中身は36歳女であるにも拘わらず、いやむしろ、36歳女であるからこそ世間の厳しさを知ってるというか、人の優しさが身に染みるというか目に染みるというか。
「だけどもういいからねっ? 明日からわたしも働くからああ~っ」
「えっ……お嬢様が働く……っ?」
涙ながらのわたしの言葉に、クロードは顔を強張らせた。
「そんな恐ろしい……ではなくっ」
ぶんぶんと首を横に振ると、クロードは言い直した。
「お嬢様にそのような真似はさせられません。このクロード・ハルムホルト。先祖代々バルテル家に仕えてきた執事の家系の末としてそれだけは、誇りにかけてもさせられません」
たしかにクロードの家は代々続く執事の家だし、なにがしかのプライドがあるんだろう。
でも無理だ、絶対無理、これだけは譲れない。
だって、考えてもみてよ。
外見がテレーゼとはいえ、中身は36歳の女が倍近く歳の離れているクロードに養われている光景を。
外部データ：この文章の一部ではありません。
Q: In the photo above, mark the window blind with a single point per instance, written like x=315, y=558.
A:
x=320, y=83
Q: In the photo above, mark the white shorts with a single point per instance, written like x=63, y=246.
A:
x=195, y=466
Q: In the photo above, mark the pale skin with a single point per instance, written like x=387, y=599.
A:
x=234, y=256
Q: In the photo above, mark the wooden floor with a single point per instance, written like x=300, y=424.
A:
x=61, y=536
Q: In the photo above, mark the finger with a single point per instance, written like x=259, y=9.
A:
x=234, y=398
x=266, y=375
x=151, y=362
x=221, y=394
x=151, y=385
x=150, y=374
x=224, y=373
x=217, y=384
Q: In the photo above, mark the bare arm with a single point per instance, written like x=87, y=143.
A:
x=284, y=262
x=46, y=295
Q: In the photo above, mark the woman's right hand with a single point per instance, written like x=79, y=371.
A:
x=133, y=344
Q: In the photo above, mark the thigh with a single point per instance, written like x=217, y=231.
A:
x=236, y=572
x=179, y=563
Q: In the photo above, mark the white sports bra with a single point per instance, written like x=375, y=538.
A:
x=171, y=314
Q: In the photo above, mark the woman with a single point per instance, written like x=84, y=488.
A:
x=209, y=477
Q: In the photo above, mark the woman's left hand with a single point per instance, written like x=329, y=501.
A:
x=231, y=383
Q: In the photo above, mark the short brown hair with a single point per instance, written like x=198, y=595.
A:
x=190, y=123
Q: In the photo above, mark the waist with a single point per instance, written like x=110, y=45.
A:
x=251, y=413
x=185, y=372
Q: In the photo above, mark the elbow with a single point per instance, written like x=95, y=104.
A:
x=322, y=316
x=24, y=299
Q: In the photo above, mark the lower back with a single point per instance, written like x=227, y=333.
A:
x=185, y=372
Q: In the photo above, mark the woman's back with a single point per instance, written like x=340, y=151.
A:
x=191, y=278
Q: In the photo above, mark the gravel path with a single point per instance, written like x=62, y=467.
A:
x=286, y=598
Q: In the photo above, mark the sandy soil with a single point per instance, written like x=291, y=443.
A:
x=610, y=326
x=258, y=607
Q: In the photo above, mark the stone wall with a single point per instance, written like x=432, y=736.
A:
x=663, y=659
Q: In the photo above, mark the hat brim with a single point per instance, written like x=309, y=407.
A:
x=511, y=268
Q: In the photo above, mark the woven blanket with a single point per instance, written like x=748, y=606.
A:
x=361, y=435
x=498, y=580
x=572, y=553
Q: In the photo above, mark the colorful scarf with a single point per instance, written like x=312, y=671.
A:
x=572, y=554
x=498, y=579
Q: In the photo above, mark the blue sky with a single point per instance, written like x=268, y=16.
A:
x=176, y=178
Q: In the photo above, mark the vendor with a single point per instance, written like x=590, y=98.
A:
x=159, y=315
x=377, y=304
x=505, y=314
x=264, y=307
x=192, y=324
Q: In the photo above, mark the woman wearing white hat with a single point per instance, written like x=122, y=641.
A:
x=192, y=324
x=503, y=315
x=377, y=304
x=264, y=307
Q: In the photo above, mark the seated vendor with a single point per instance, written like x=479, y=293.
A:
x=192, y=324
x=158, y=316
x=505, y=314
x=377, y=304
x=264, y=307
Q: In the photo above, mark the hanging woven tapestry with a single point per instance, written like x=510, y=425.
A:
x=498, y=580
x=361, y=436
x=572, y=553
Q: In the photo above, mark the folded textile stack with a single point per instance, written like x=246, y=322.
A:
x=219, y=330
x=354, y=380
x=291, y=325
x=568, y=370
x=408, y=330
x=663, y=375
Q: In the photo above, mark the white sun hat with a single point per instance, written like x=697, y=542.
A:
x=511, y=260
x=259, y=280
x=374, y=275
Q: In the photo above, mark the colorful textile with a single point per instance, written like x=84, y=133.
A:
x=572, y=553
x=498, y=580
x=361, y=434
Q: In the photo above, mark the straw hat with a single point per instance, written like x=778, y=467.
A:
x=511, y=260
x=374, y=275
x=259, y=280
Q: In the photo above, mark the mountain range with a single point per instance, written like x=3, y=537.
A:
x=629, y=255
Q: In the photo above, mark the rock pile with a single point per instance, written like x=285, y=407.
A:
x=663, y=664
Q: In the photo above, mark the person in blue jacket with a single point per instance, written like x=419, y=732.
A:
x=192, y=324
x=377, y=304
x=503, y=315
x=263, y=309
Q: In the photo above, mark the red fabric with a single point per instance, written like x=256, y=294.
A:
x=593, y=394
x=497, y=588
炊事に洗濯に掃除はもちろん、肉体労働やご近所つき合いまで任せっ切りで惰眠を貪るその姿を。
ああ^~いいっすね^~……ってそうじゃなくっ!
「だ、だだだダメよそんなの! たしかに心は癒されるし全人類カッコ女の夢だけど! ずっと続けてたら本気で人間として劣化する! ニート街道まっしぐらで、どこにも出せない人の形をしたクズになる! ねえクロード! あなたはわたしをそんな風な女にしたいの!?」
「え、ええー……と?」
怒涛の勢いでまくし立てるわたしにどう反応していいかわからず戸惑うクロード。
ここぞとばかりにわたしは押した。
「とにかくわたしは働きたいの! 明日からハロワに通うから!」
ふんすと鼻息荒く、お仕事探しを宣言した。